As well as yesterday's star bird, the Hudsonian Godwit, Meare Heath also produced a few more good species - all seen from the same spot whilst watching the Hudwit.
Hudsonian Godwit
Hudsonian Godwit - 156th species photographed in Britain this year
Bittern
Common Cranes - presumably from the local reintroduction scheme, so 'untickable' for the photo list
This one's OK though: Great White Egret, one of two seen (#157)
First Hobby of the year (#158)
Little Ringed Plover (#159)
Wood Sandpiper (#160)

Friday, 3 August 2012

Personal best

With the family away on a camping trip, I've been free to nip out birding in the evenings after work this week.

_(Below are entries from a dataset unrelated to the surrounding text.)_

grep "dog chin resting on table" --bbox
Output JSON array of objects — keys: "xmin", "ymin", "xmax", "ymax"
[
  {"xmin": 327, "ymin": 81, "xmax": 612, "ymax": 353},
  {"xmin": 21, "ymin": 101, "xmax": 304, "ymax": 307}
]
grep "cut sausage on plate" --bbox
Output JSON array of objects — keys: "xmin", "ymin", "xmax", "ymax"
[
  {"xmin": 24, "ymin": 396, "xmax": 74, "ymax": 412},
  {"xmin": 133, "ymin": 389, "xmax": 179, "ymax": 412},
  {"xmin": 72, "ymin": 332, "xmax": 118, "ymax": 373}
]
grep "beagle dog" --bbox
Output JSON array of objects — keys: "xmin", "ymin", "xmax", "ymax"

Unfortunately this rare opportunity has coincided with an even rarer one in the form of the Olympics, and I think I clocked a personal best on the round trip to Swineham gravel pits to get back in time for the evening's TV coverage.

Wood Sandpiper
A Wood Sandpiper present on Tuesday was still there but had been joined by a Little Gull, and a small flock of 13 Black-tailed Godwits grew to over 240 during the next hour of an incoming tide in Poole Harbour. Not bad for a flooded field that shouldn't even be flooded at this time of year.
Little Gull
Earlier in the week I flushed a Kingfisher from a wooden pier on the River Frome so I approached the same spot carefully this evening and - bingo. Usually they see you before you see them but this one cocked it's head at me and allowed me to reel off a few shots before heading down river.
Kingfisher

Wednesday, 1 August 2012

Bring your waders

Flooded fields at Swineham
 When I wrote this post in April I thought I knew what heavy rain was. That was before the events of early July which saw the winter flood meadows around my local gravel pits at Swineham became summer floods.

Black-tailed Godwits
One flooded field near the pits has looked good for waders for several weeks, but there haven't been any. That all changed last night when over 150 of 5 species turned up - the great majority Black-tailed Godwits, many still in smart summer plumage, but also 7 Snipe and singles of Greenshank and Lapwing.

Snipe
Star of the show though was a single Wood Sandpiper, which showed distantly at first but was feeding actively and eventually came quite close. If the White-rumped Sandpiper present on Brownsea today sticks until Saturday it could be a good wader week in Poole Harbour...

A couple of Common Gulls were also good to see. I could have stayed longer, but for the second time in as many weeks biting insects forced me to retire early having lost several pounds of flesh to their unwelcome attentions.